IN THE summer of 2011, an Ayrshire couple won £161 million in the EuroMillions lottery. Shortly after their outrageous good fortune was made public, a letter popped through their door in Largs from Alex Salmond.
Addressed to one of the lucky multi-millionaires, Colin Weir, the letter began thus: “Dear Colin. When I was at the Open at Royal St George’s on Friday and heard the fantastic news that a Scot had landed the Euro lottery jackpot I did wonder if this was the same Colin Weir who helped produce SNP party political broadcasts for a young party publicity vice-convener all these years ago…”
The stand-out thing here is not so much Salmond’s brass neck in trying to schmooze his way into the thoughts of the mega-wealthy Mr Weir – you’d have to guess that most politicians in his place would have done exactly the same if there was any chance of getting his party’s fingers on some of that lottery lucre. No, it was that the First Minister wrote his letter from Royal St George’s, one of the all-male golf clubs that he has such an issue with.
I remember Salmond holding court that week. He had a little press briefing in a café in town. A keen golfer, the First Minister was full of the joys of the Open Championship and full of chat about the SNP’s initiatives to get more Scottish youngsters playing golf. Full of enthusiasm, too, about what the Ryder Cup was going to bring to the homeland. I don’t recall any mention of his objection to Royal St George’s being a male-only institution. Salmond, seemingly, had parked his protest about discriminatory golf clubs being guilty of “old-fashioned sexism”.
That was the phrase he had used a few years before when talking about the Royal and Ancient Golf Club of St Andrews when it failed to offer membership to the new principal of St Andrews University. An invitation is the norm. It wasn’t extended that year because the principal was Dr Louise Richardson. A woman. Or, as the old boys might say, a “WOMAN!!”
Over the years, Salmond has won praise for his stance about male-only clubs on the Open Championship rota – Muirfield, Troon and Royal St George’s. The fact that he chose to attend one of these venues while at the same time criticising what they stand for has always been problematic. You want to say, “Well done Eck for standing up to a policy that has no place in the modern world” but, somehow, cynicism always gets in the way.

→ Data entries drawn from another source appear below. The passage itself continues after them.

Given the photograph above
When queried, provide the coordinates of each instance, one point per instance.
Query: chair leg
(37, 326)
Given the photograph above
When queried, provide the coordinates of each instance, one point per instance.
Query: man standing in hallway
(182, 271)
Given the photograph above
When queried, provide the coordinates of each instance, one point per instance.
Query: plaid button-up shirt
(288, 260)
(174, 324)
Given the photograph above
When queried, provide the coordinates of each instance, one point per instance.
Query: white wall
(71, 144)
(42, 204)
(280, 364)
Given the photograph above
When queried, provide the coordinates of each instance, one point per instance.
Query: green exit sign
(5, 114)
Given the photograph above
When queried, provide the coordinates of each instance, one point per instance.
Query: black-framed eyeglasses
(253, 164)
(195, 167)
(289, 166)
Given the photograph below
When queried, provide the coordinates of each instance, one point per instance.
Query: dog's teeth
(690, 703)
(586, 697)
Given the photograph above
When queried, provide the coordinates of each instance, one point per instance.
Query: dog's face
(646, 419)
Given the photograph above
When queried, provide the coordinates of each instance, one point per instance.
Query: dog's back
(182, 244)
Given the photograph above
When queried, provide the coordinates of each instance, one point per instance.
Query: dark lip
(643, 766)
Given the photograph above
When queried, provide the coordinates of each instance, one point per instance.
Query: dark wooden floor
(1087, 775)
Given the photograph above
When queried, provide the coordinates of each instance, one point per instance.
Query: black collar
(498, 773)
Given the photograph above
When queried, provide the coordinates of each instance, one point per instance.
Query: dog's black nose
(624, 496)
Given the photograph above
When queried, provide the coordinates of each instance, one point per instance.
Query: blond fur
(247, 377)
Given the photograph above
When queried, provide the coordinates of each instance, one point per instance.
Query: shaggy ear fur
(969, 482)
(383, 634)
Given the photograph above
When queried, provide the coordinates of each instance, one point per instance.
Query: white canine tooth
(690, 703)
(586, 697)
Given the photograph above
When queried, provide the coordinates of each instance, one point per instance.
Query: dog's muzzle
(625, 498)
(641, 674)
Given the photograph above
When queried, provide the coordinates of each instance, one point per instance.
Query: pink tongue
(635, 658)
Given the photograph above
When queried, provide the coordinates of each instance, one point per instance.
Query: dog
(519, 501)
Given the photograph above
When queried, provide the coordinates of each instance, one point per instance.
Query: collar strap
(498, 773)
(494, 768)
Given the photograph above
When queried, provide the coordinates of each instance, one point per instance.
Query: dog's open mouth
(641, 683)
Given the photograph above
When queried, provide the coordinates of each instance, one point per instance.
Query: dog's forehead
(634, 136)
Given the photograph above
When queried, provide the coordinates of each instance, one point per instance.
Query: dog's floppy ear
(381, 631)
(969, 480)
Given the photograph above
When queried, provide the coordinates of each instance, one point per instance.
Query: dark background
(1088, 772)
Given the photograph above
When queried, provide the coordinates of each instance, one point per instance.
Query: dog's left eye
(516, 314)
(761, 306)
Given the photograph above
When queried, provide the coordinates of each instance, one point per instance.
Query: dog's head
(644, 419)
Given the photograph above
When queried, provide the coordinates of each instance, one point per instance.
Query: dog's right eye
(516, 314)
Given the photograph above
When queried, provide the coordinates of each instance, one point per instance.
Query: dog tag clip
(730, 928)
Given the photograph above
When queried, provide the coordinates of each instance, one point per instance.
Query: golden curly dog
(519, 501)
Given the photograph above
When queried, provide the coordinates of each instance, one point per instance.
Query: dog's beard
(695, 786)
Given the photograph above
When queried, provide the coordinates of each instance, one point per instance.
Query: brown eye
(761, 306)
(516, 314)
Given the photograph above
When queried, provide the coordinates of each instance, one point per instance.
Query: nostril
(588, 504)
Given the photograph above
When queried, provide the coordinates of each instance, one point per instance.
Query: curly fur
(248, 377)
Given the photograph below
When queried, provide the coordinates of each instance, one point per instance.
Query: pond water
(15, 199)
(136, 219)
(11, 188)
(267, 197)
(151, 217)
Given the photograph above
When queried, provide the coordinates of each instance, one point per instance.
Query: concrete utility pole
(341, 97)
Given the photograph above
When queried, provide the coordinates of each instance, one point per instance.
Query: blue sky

Is Salmond objecting because he believes in what he is saying – and here we must ask if he has ever enjoyed the playing experience at the “indefensible” golf clubs he has criticised? – or is he saying it because he knows it sits well with the population? If it’s the former, then why the contradiction of attending St George’s in 2011 and not attending Muirfield in 2013, as was announced the other day? Some might see Salmond’s actions on sexual discrimination in these golf clubs as a bit of a flip-flop. Hold up, though. Yesterday there was a change in the narrative of the story. On Friday it was said that the First Minister will not be attending the Open at Muirfield and would, instead, attend the Scottish Open at Castle Stuart. Salmond’s spokesman had said that the First Minister’s “views on single-sex clubs are well-enough known”. In declining the invitation to be at the Open, Salmond wrote: “I just think it’s indefensible in the 21st century not to have a golf club that’s open to all… To have the message that women are not welcome as members, can’t be members, can’t have playing rights over the course on the same basis as men, seems to send out entirely the wrong message about the future of golf.”
He backed this up by giving an interview to Radio Forth News, saying that sport in Scotland “must be based on equality and access for all.” Quizzed on the morality of Muirfield hosting the Open, he replied: “The R&A should have had a good think about this and perhaps politely, behind the scenes, suggest to Muirfield the public profile of being a single–sex club would be difficult… I don’t think it helps the game to have the suggestion of a bias against women and the greatest tournament on this planet played on arguably the greatest links golf course should have this impression that ladies, women should be second–class citizens.”
Strong stuff, only there is a problem. Actually, two problems. Firstly, Salmond isn’t attending the Open next month but his party, and his government, will be represented there all the same. Fergus Ewing, his tourism minister, will be there in place of the First Minister. So where stands all that stuff about “old-fashioned sexism” and an “indefensible” policy and “bias” and the perception of women being “second-class citizens”? When is a stance not a stance?
Yesterday brought news from Salmond’s spokesman. Or clarification, to be exact. The reason Salmond is not attending Muirfield? It’s got nothing to do with his views on their discriminatory policy. To which, the populace would be perfectly entitled to respond: “Pardon? What about everything you have said and the letter you wrote in reply to your invitation?”
Turns out, according to his spokesman, that Salmond is not attending Muirfield because he doesn’t want his diary to be full of golfing events this summer. That’s a pretty hasty retreat from his original viewpoint, is it not? A Mickelsonesque backspin, if you like. It’s no wonder that sports lovers grow weary of interventions from politicians because so often they are riddled with inconsistencies and self-promotion. And this is yet another example.
Fear not, Eck. If you decide to flip flop again and opt to attend after all, the word from Muirfield is that some of the rough is so fiendish that you could stand in among the high grass and nobody will see you.